SIRIA, dove anche i bambini muoiono di cancro e sanzioni

Alla fine di aprile è morto il piccolo Jad, malato di leucemia. Suor Yola ha fatto di tutto per farlo curare e sullo sfondo le inique sanzioni non hanno certo aiutato. Aleppo aveva prima della guerra, uno dei migliori ospedali oncologici in tutto il medioriente, l’ospedale al Kindi. E’ stato distrutto dai miliziani supportati dall’occidente.

Oggi la UE e gli USA mantengono inique sanzioni che colpiscono anche e soprattutto i malati cronici e di cancro.

Aveva solo quattro anni e mezzo, era un bimbo cristiano incontrato in Siria tre anni fa. E morto una settimana fa stroncato da una malattia impossibile da curare in un paese prostrato dalle restrizioni internazionali che rendono impossibile l’arrivo delle medicine indispensabili per la chemioterapia.

Ma oltre a lui rischiano di non farcela migliaia di altri bambini ricoverati negli ospedali di Damasco.
Jad se n’è andato in cielo martedì 19 aprile. Aveva solo quattro anni e mezzo. Non proprio l’età giusta per quell’ultimo viaggio. L’avevo conosciuto tre anni fa al Memoriale di San Paolo a Damasco. Stava già male. “Leucemia” – aveva spiegato Yola Girges, la suora francescana che gestiva l’asilo del Memoriale e ospitava lui e la sua famiglia.

Gian Micalessin

JAD non ce l’ha fatta ma l’appello di suor Yola scuote ancor oggi la mia coscienza ed è un monito per tutti …

da Ora Pro Siria sulle sanzioni:

Il primo giugno scadono le sanzioni previste dell’Unione europea contro il regime siriano. Tutto fa pensare, purtroppo, che la misura verrà riconfermata. Le sanzioni Ue contro la Siria sono la fotocopia del cosiddetto Caesar Act, il pacchetto di sanzioni firmato da Donald Trump nell’ultimo scorcio del suo mandato e destinato a restare in vigore (a meno di ripensamenti) fino al 2025. Secondo le intenzioni dell’Unione europea e dell’amministrazione americana, le sanzioni dovrebbero colpire «i membri del regime siriano, i loro sostenitori e imprenditori che lo finanziano e beneficiano dell’economia di guerra». Il Caesar Act blocca ogni tipo di transazione economico-finanziaria-commerciale con Damasco, prevede un embargo sul petrolio, il congelamento dei beni della banca centrale siriana, restrizioni all’esportazione di attrezzature e tecnologie, blocco dei capitali privati nelle banche fuori dal Paese (solo nelle banche libanesi giacciono circa 42 miliardi di dollari). In pratica le sanzioni bloccano l’industria energetica e ogni tentativo di ricostruzione.
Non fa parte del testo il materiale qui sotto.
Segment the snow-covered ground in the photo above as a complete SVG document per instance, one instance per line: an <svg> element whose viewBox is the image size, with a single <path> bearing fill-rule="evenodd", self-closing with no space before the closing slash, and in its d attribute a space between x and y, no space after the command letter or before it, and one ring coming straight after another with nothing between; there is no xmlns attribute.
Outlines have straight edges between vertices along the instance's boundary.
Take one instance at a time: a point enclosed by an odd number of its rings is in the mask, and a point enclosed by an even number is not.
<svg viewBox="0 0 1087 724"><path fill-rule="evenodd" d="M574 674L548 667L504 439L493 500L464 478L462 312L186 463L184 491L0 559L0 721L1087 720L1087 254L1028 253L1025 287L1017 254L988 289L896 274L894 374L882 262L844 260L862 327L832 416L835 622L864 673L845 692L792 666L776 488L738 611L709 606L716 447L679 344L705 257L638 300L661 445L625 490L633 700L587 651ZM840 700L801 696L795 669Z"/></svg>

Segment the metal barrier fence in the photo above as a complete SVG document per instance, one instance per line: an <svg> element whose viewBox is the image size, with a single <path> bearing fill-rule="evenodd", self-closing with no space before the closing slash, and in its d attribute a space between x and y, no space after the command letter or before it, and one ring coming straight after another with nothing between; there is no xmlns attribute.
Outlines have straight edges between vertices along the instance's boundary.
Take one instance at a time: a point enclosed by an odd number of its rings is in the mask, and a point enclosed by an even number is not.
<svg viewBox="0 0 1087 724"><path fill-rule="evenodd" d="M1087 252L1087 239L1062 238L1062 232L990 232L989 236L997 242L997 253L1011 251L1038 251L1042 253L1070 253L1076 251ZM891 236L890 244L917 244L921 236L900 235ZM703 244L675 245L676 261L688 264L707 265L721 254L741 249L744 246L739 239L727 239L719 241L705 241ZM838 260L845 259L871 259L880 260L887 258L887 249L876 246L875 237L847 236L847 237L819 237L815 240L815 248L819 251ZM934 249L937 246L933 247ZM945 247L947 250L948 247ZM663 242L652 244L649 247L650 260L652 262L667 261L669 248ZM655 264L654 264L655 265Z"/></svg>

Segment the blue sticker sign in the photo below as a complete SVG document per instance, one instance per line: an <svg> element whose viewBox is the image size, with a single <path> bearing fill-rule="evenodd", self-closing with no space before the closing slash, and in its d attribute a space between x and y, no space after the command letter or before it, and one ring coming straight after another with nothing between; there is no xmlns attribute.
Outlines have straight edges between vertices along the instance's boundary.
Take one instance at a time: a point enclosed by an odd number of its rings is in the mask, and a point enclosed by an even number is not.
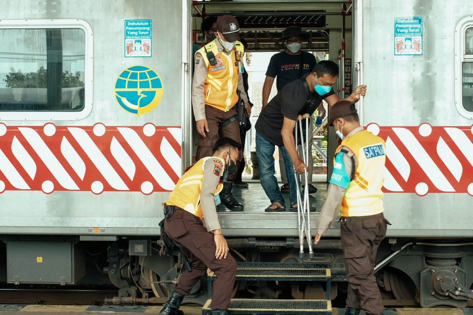
<svg viewBox="0 0 473 315"><path fill-rule="evenodd" d="M125 57L151 57L151 20L125 20Z"/></svg>
<svg viewBox="0 0 473 315"><path fill-rule="evenodd" d="M423 53L422 17L395 17L394 55L421 55Z"/></svg>

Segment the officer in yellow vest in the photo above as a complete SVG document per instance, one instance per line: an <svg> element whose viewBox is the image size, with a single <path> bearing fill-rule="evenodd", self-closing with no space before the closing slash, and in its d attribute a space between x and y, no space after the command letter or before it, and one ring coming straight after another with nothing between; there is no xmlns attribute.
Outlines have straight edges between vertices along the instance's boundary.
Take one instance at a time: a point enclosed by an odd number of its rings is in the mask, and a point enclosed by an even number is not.
<svg viewBox="0 0 473 315"><path fill-rule="evenodd" d="M240 128L235 105L238 102L236 90L245 102L248 117L251 107L243 88L243 45L240 42L240 26L229 15L217 19L217 38L197 51L192 83L192 107L197 131L196 159L212 155L211 147L220 136L241 143ZM243 157L240 153L237 166ZM220 194L222 203L233 211L243 211L243 206L232 195L233 180L230 176Z"/></svg>
<svg viewBox="0 0 473 315"><path fill-rule="evenodd" d="M339 101L332 107L327 127L342 139L335 155L327 198L320 213L314 243L336 219L348 280L345 315L381 314L384 306L374 276L376 253L389 221L383 214L386 144L361 127L354 104Z"/></svg>
<svg viewBox="0 0 473 315"><path fill-rule="evenodd" d="M213 282L212 315L225 315L230 305L236 263L228 255L228 247L217 217L215 204L229 174L236 172L241 145L223 137L215 142L213 155L197 161L177 182L164 203L164 229L181 248L192 267L184 272L160 315L182 314L179 305L207 267L216 276Z"/></svg>

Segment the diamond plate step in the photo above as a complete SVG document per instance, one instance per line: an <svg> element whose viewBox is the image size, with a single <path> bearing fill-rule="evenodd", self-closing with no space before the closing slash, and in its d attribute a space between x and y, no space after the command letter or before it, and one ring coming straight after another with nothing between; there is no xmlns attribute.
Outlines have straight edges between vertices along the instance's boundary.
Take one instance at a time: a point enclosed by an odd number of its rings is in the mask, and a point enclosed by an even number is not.
<svg viewBox="0 0 473 315"><path fill-rule="evenodd" d="M210 314L212 300L202 307L202 315ZM283 300L234 298L229 314L311 314L331 315L332 302L327 300Z"/></svg>

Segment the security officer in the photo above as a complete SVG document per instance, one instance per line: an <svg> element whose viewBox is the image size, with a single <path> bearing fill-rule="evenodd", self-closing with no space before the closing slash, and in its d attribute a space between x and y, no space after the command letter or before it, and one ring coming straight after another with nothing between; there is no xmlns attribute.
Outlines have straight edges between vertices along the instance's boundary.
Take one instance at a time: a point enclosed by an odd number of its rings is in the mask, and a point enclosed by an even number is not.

Vista nel concreto, la realtà siriana è completamente diversa. Sappiamo infatti che le sanzioni colpiscono alla fine, soprattutto, la povera gente. E solo una buona dose d’ipocrisia può portare a dire, come ha fatto l’Alto rappresentante dell’Unione per gli affari esteri e la politica di sicurezza Josep Borrell, che Occidente resta al fianco del popolo siriano e continua nel suo impegno «a utilizzare tutti gli strumenti a sua disposizione per cercare una soluzione politica al conflitto a beneficio di tutti i siriani e porre fine alla repressione in corso».

In Siria, denunciava a febbraio l’arcivescovo greco-melchita di Aleppo, monsignor Jean-Clément Jeanbart «la gente non ha più cibo, elettricità, carburante e gas sufficienti per riscaldare le case. Non riesce a ottenere prestiti e andare avanti». Chi vuole il bene della Siria e del suo popolo, oggi, non può non chiedere ad alta voce che vengano revocate le misure coercitive che gravano sulla vita quotidiana dei siriani. «Se vogliono aiutarci – diceva monsignor Jeanbart – ci aiutino a rimanere dove siamo e a continuare a vivere nel Paese in cui siamo nati».

Il 21 gennaio scorso i vescovi cattolici e patriarchi ortodossi della Siria avevano indirizzato al neo-eletto presidente Joe Biden un appello affinché rivedesse il regime delle sanzioni. Finora sembra che la richiesta sia caduta nel vuoto. E sempre da Aleppo arrivava, nei giorni di Pasqua, la testimonianza fra Ibrahim Alsabagh, frate minore siriano e parroco della comunità cattolica latina di Aleppo: «La sofferenza è il nostro pane quotidiano. Il costo della vita aumenta e il reddito delle famiglie diminuisce. Molte delle nostre donne sono cadute in depressione. Molti padri si sono suicidati per la disperazione».

Cosa serve ancora per ascoltare il grido del popolo siriano?